Ein großes Ziel der Photochemie, und damit auch des Transregio (TRR) 325, besteht darin, Reaktionen durch Lichtenergie möglich zu machen, für die man in einer thermischen Reaktion sehr viel Energie benötigen würde. Dazu gehört, dass man sehr stabile Bindungen spalten kann. Im vorliegenden Fall war es die Kohlenstoff-Sauerstoff-Doppelbindung (C=O) im Kohlendioxid, die gespalten wurde. Es gibt aber noch sehr viele weitere Bindungen, deren Spaltung für chemische Reaktionen wichtig ist. Dazu gehören die Bindungen des Kohlenstoffs (C) zu Wasserstoff (C-H), zu Sauerstoff (C-O) sowie zu den Halogenen Fluor (C-F) und Chlor (C-Cl), die Kohlenstoff-Kohlenstoff-Doppelbindung (C=C) in Benzol und anderen Aromaten, sowie Dreifachbindungen des Stickstoffs (N≡N) und des Kohlenstoffs (C≡C), um nur einige zu nennen. Im TRR 325 bearbeiten wir solche Reaktionen an starken Bindungen, indem wir Moleküle konstruieren, die das Licht sammeln und gemeinsam mit dem Substrat (das ist die Substanz, die die Reaktion eingehen soll) in einem Molekülverband (engl. assembly) gezielte Reaktionen ermöglichen. Konzeptionell ist die Natur hier das große Vorbild, denn sie arrondiert in der Photosynthese eine Vielzahl von katalytisch aktiven Einheiten so, dass die Produktbildung mit optimaler Effizienz verläuft.

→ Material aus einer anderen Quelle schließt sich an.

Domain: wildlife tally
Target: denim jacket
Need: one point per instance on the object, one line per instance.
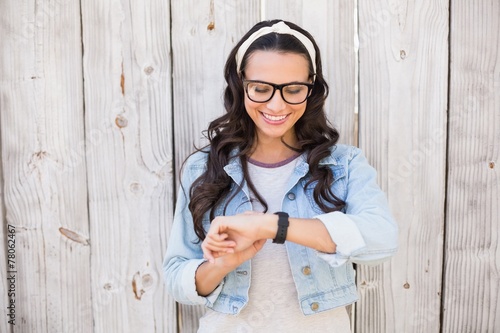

(b) Photochemische Reaktionen ermöglichen den Zugang zu Molekülen, die man mit normalen Methoden nicht oder nur sehr umständlich herstellen kann. Dabei ist in der Regel zu beobachten, dass die Produkte sehr viel komplexer sind als die Substrate. Auch wenn man keine chemische Vorbildung hat, kann man gut erkennen, dass die links stehenden Moleküle (die Substrate) einfacher aussehen als die Moleküle rechts des Reaktionspfeils (die Produkte). Beide Beispiele, die aus der Literatur stammen (oben: J. Am. Chem. Soc. 1997, 119, 1129; unten: Angew. Chem. Int. Ed. 2020, 59, 5656), sind sogenannte Kaskadenreaktionen, bei denen nicht nur eine, sondern gleich mehrere Bindungen geknüpft werden. Mögliche zusätzliche Katalysatoren sind nicht eingezeichnet.

Für den TRR 325 ist im Zusammenhang mit der Effizienz und der Selektivität einer Reaktion erneut die Bildung von Molekülverbänden der Schlüssel zum Erfolg. In den oben gezeigten Fällen stellt sich die Frage, ob man nicht in einer geeigneten Umgebung und mit einem lichtsammelnden Katalysator die Reaktionen mit Sonnenlicht anstelle mit dem aktuell genutzten kurzwelligen UV-Licht (λ = 250-350 nm) durchführen könnte. Ganz generell bewegen uns Fragen wie etwa: Kann man in Molekülverbänden neue Reaktionskanäle eröffnen? Wie kann man die Ausbeuten einer bekannten photochemischen Reaktion verbessern? Kann man gezielt bestimmte Positionen in einem Molekül adressieren?

Eine weitere Frage stellt sich in Zusammenhang mit photochemischen Reaktionen, in denen Moleküle entstehen, die chiral sind (⇒ Chiralität), die sich also wie Bild und Spiegelbild verhalten. Im unten gezeigten Beispiel entsteht in der photochemischen Addition des Trifluormethansulfonylchlorids (S = Schwefel) an eine Doppelbindung ein Produkt, das in zwei spiegelbildlichen (enantiomeren) Formen vorkommt.

Eine zentrale Frage ist hier, wie man durch einen Molekülverband die Bildung eines der beiden enantiomeren Produkte gezielt erreichen kann.

Wie so oft bei der Grundlagenforschung ist die Frage, wozu man sie braucht, nicht direkt zu beantworten. Es ist aber aus diesem knappen Essay hoffentlich deutlich geworden, dass unsere Forschung helfen soll, chemische Prozesse, die zu wichtigen Produkten (Arzneimittel, Vitamine, Feinchemikalien, etc. ) führen, effizienter und ressourcenschonender zu machen. Unsere Forschung soll überdies neue Wege aufzeigen, wie man mit Sonnenlicht als Energiequelle – auch in größerem Maßstab – aus leicht erhältlichen, aber schwer zu aktivierenden Substanzen (Kohlenwasserstoffen, Aromaten, Kohlendioxid, Stickstoff, etc.) wertvolle Folgeprodukte gewinnen kann.